Sometimes we get asked the question “Would Zero Trust prevent [insert high profile breach]?”. The breach could have been Equifax, SolarWinds or the United States Office of Personnel Management. We have not been asked about Microsoft’s announcement this month. They acknowledged […]
Sometimes we get asked the question “Would Zero Trust prevent [insert high profile breach]?”. The breach could have been Equifax, SolarWinds or the United States Office of Personnel Management. We have not been asked about Microsoft’s announcement this month. They acknowledged that they had been a target of NOBELIUM, the threat actor behind attacks on SolarWinds.
The meta-answer to this question remains the same. If Zero Trust had prevented the breach, the correct answer is:
“Zero Trust recognizes that bad things can happen to good people, and has put in place techniques to limit the blast radius and detect the incident and then respond automatically.”
Each breach has a specific and detailed answer that depends on the mechanism used to infect and/or propagate it. The initial threat vector for SolarWinds is not known. The previously trusted software supply chain is the dissemination method. Solorigate is another child of NOBELIUM. It was propagated by SolarWinds. This involves downloading and installing Cobalt Strike at an endpoint.
Modern Zero Trust architectures don’t promise to protect against these attacks or render the environment invulnerable to them. This is despite exaggerated vendor claims. Instead, the controls accomplish the following: endpoint protection and protection stops malicious activities; endpoint detection to respond finds what is missing; microsegmentation stops its spread; and crack security operations center uses security automatization to remediate.
For the recent case where NOBELIUM compromised a Microsoft support agent, we don’t have any details. Perhaps the most fascinating thing about NOBELIUM’s intrusion was what it did afterwards. It is interesting to see what NOBELIUM did after the intrusion. It also shows that spear-phishing campaigns, the most effective and pedestrian threat vector available today, is not going away.
Microsoft’s commitment to the minimum privilege access principle, which Forrester’s Zero Trust Model long advocated, saved it.
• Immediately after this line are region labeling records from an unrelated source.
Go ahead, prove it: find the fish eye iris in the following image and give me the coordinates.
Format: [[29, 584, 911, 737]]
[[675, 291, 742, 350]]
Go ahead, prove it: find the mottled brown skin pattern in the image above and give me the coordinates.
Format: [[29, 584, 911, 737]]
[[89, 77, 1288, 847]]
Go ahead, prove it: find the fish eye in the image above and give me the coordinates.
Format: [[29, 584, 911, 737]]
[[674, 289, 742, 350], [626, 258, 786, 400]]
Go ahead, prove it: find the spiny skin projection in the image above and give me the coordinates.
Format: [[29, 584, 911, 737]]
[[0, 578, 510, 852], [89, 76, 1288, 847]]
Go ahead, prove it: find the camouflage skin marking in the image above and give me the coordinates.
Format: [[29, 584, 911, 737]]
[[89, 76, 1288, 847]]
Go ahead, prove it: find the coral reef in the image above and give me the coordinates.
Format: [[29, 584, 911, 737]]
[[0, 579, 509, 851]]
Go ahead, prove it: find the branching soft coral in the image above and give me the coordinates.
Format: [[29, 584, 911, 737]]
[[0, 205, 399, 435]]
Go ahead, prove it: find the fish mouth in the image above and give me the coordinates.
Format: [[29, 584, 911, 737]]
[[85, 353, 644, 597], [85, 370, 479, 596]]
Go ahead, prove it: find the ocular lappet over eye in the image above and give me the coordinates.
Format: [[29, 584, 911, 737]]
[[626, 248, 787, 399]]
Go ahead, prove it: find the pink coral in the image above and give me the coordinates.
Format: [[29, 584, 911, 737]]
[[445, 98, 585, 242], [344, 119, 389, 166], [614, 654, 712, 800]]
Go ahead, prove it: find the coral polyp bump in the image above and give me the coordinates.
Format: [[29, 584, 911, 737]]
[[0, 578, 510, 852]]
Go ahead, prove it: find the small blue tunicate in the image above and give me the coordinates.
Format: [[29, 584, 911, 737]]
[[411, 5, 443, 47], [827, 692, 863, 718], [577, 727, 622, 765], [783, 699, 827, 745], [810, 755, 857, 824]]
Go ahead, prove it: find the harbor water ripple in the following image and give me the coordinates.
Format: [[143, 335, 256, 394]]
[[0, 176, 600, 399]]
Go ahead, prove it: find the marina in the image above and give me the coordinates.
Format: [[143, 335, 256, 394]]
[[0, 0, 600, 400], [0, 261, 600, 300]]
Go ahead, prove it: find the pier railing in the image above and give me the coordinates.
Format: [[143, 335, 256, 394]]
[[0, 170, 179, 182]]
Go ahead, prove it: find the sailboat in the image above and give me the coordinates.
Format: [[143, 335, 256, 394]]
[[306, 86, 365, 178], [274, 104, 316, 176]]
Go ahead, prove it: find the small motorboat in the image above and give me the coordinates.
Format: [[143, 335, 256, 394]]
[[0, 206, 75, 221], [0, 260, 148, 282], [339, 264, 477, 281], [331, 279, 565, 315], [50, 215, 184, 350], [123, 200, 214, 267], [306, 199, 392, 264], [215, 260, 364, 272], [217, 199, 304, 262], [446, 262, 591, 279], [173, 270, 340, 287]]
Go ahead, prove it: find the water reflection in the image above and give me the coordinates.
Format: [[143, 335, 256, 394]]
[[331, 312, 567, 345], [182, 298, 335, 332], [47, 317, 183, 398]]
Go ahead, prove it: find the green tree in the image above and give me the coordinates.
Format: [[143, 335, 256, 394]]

This support agent likely only had access the customer information they were working on.
This announcement reminds you of the four core elements that Zero Trust must keep in mind.
- High-profile organisations will be breached.
- Zero Trust doesn’t make a company breach-proof.
- Zero Trust is a way to limit the damage when it’s correctly designed and applied.
- Zero Trust is a long-standing security principle that allows for least privilege.
This blog was written because security professionals can use the Microsoft breach to illustrate how Zero Trust reduces the impact of successful intrusions in real-world incidents. Zero Trust is our overnight success over the past ten years at Forrester. We think it this way because it is refreshing to read about a breach whose impact was limited by security failing. Microsoft’s Zero Trust security principles, which Microsoft endorses and adheres to, worked.
It disclosed a small security breach that only affected a few customers. This was largely ignored. There was no need to notify thousands of customers, set up a separate website for individuals to check if they are affected, or hire support staff to deal with the influx of calls. This breach was contained by adhering to Zero Trust principles. Microsoft quietly announced that a very limited intrusion had been made and stopped the bleeding.
This breach proves Zero Trust works.
This is a great example of what breach announcements could look like in Zero Trust world if we all accept the inevitable.
►►► ConnectPOS is a cloud-based POS software compatible with multiple platforms including Magento, Shopify & Shopify Plus, and BigCommerce.